In my case the usual brake on twitching, a career, family and mortgage, was compounded by my long standing reluctance to drive (now cured). This meant that, to save frustration, I rarely worried about distant out-of-county rarities … unless they stayed long enough to sap my resolve. Hence the appearance of a relatively long staying Naumann’s Thrush in Chingford got me poring over train timetables, but fortunately a normally non-twitching friend decided to go for it with surprisingly little encouragement ….. largely because the bird had turned up near an old friend he wanted to see.
We got there fairly early, but had to wait an hour or two before the bird appeared at c9:30. It then appeared intermittently feeding in ivy covered trees in back gardens which backed onto some dense woodland before flying off at c11:00. It was only after it flew off that we were joined by a birder who’d been there when I arrived. He’d opted to rove around searching for it and by a cruel twist of fate walked past the small crowd only when it was not in view and, typically, most birders were gossiping and not in a “we’re-watching-a-lifer” mode. Hence he hadn’t realised the bird had been relocated. He was gutted. Taking pity, I helped him search the oak wood behind the gardens for it and, miraculously, found it within minutes sitting high in an oak in a dense tangle of branches. It took some very tense few minutes before I managed to get him onto the bird, but the stress was well worth it – few things in birding equal showing a fellow enthusiast a lifer.
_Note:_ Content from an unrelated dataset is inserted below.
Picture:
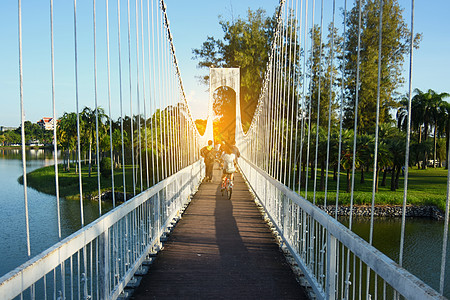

Another abiding memory of seeing this bird concerns probably my worst ever ornithological pun (and that’s saying something). I had an earnest conversation with some guys about the taxonomic status of the bird and whether it was a race of Dusky (as most authorities then suggested). Poker faced I told them that new research proved it to be an isolated Asiatic race of Island Thrush. My ‘proof’ was the well known poetic line “Naumann’s is an Island entire of itself” . I still don’t understand why I wasn’t lynched on the spot! Reflecting on it decades later, I realise that, by helping another birder, I was following John Donne’s precepts so perhaps, at least, he wasn’t spinning too fast in his grave.